Op de vraag wat haar indruk is van De Uithof waar een aantal prijswinnende gebouwen staat, kiest ze haar woorden zorgvuldig: één fietsritje is een beetje dun om een gedegen oordeel te hebben. “Het waaide erg hard waardoor het niet echt een warm welkom was. Verder viel het me op dat er veel studentenhuisvesting staat. Toch voelt De Uithof nog niet als een stad terwijl het een grote wijk is met mixed users.” Houben doelt op de tienduizenden studenten, docenten, onderzoekers, ondernemers en werknemers die er dagelijks zijn.

Het was niet de eerste maal dat Houben in De Uithof kwam.
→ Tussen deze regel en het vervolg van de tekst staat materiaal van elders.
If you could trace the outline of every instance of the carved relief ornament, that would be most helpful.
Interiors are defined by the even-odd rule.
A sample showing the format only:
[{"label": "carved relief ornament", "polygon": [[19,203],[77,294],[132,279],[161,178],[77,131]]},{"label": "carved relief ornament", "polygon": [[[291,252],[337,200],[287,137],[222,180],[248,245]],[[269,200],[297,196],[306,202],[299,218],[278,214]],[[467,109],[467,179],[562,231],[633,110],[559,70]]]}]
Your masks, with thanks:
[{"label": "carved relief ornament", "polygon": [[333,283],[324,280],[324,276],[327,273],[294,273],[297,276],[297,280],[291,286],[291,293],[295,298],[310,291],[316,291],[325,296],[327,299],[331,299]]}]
Midden jaren negentig werd ze gevraagd om het gebouw voor de Faculteit voor Economie & Management van de Hogeschool Utrecht te ontwerpen. De Uithof zag er toen nog heel anders uit. “Ik herinner me veel weiland en wij ontwierpen het eerste gebouw van de nieuwe campus waar ook veel ruimte zou zijn voor laagbouw.”

Het gebouw staat er inmiddels 20 jaar en Houben is nog altijd trots op het eindresultaat. “Het staat er erg mooi bij.  Er zit heel mooi licht in het gebouw en het heeft een heldere structuur.”

Voor het ontwerp liet Houben zich destijds inspireren door de Kasba, een traditionele woonvorm die je in Noord-Afrikaanse steden ziet. Die kenmerkt zich door een compacte en lage bebouwing met mooi verzorgde patio’s. De drie patio’s van het onderwijspand - zen, bamboe en jungle - zijn nog altijd prachtig, vertelt ze enthousiast.

Bij het ontwerpen speelde de gedachte mee dat onderwijs verandert. “Het ontwerp steekt daarom zo in elkaar dat het makkelijk aangepast kan worden aan de nieuwe tijd. Toentertijd was de trend dat lokalen afgesloten eenheden waren. Nu zijn transparantie en openheid belangrijk”, zegt ze. Daarom worden de onderwijsruimten in het door haar ontworpen gebouw – door een ander bureau dan het hare - opengebroken zodat samenwerken tussen studenten makkelijker wordt. “Maar zaken als zonlicht, comfort, akoestiek en een prettige tactiliteit zijn constanten.”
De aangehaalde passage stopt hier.